Illumina V4 SE and V3 PE read merging and analysis

:?: Hi all…

I have been searching forums and googling about my issue for the last few days with out any favorable leads, kindly clarify my doubts…

I had sequenced my samples using Illumina MiSeq platform for V3 paired ends. All samples belong to a single population. I need to compare my population with other populations that were previously studied, so, I went on to SRA and downloaded the required data. But the problem is all of them are V4 single end reads.

So, if I had to compare these two data-sets, whether I had to analyse them separately and compare just the results, or Is there a way to merge these 2 data-sets and analyse simultaneously?

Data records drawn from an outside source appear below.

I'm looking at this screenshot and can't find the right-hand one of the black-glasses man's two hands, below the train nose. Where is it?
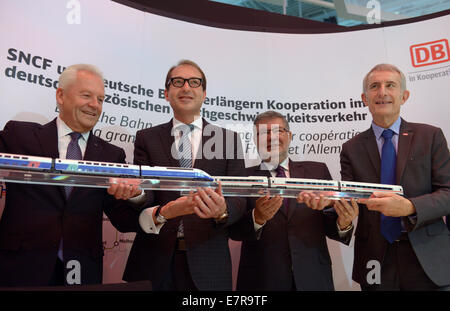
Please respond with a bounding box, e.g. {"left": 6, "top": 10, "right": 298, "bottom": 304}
{"left": 194, "top": 182, "right": 227, "bottom": 218}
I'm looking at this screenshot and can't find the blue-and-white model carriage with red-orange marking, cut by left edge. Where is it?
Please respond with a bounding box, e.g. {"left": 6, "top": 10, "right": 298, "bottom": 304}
{"left": 0, "top": 153, "right": 52, "bottom": 171}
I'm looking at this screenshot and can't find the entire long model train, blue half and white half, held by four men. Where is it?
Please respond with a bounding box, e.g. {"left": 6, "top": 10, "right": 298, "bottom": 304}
{"left": 0, "top": 153, "right": 403, "bottom": 195}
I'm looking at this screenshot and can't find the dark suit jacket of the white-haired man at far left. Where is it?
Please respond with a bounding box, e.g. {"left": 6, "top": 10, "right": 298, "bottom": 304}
{"left": 0, "top": 119, "right": 125, "bottom": 286}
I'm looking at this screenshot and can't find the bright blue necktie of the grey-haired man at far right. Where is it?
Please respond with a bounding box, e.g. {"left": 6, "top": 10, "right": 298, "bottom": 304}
{"left": 381, "top": 129, "right": 402, "bottom": 243}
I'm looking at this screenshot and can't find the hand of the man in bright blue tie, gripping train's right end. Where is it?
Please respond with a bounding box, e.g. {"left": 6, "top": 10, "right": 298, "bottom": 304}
{"left": 358, "top": 192, "right": 416, "bottom": 217}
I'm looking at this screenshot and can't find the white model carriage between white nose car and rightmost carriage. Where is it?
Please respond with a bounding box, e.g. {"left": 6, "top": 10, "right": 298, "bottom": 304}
{"left": 270, "top": 177, "right": 339, "bottom": 191}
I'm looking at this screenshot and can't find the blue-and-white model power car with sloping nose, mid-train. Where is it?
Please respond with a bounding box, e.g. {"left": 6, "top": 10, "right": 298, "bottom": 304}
{"left": 141, "top": 165, "right": 214, "bottom": 181}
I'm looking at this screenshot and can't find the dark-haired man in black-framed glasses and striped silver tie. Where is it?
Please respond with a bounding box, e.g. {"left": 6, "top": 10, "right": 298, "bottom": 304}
{"left": 114, "top": 60, "right": 245, "bottom": 290}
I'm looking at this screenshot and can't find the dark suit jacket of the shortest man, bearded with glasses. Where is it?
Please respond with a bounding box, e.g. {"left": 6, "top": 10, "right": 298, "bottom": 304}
{"left": 231, "top": 161, "right": 352, "bottom": 290}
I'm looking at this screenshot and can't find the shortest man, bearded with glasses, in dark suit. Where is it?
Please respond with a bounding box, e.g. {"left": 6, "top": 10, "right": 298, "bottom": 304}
{"left": 231, "top": 111, "right": 358, "bottom": 291}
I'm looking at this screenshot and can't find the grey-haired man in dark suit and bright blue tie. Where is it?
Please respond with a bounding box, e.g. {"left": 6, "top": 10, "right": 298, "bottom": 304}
{"left": 341, "top": 64, "right": 450, "bottom": 290}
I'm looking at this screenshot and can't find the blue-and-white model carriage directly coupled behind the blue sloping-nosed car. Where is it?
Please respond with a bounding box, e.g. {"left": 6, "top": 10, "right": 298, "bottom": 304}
{"left": 55, "top": 159, "right": 139, "bottom": 177}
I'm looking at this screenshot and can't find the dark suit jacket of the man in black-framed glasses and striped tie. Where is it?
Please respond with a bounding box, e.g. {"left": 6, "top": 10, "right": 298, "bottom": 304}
{"left": 118, "top": 120, "right": 245, "bottom": 290}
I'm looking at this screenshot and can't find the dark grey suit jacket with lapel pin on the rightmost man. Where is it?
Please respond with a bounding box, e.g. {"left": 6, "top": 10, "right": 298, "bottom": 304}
{"left": 341, "top": 119, "right": 450, "bottom": 286}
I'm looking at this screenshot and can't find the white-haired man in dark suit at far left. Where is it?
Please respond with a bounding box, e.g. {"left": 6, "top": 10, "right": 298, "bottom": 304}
{"left": 0, "top": 64, "right": 138, "bottom": 286}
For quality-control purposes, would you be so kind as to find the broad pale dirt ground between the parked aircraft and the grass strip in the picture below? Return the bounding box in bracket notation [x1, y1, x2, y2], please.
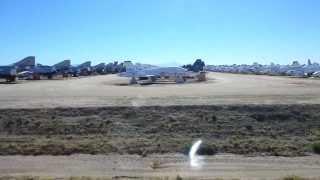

I tried merging them using “Make.group” and “Merge.files”, but I got no output sequences after “align.seqs”. So, I analysed the two data sets separately till OTU classification. At this stage, both sets vary widely in OTU Ids. Is there a way to replace these OTU Ids and give some common Id in both the files, so that I can merge both the tables. Or shall I analyse separately…?

Sorry, there’s a problem in jargon here. Are you sequencing the V4 region with the V3 chemistry or are you sequencing the V3 region?

If you are trying to compare the V3 and V4 regions, it will be pretty hard to make a comparison between the regions. You could try to classify them, but different regions classify differently and the primers each have their own biases.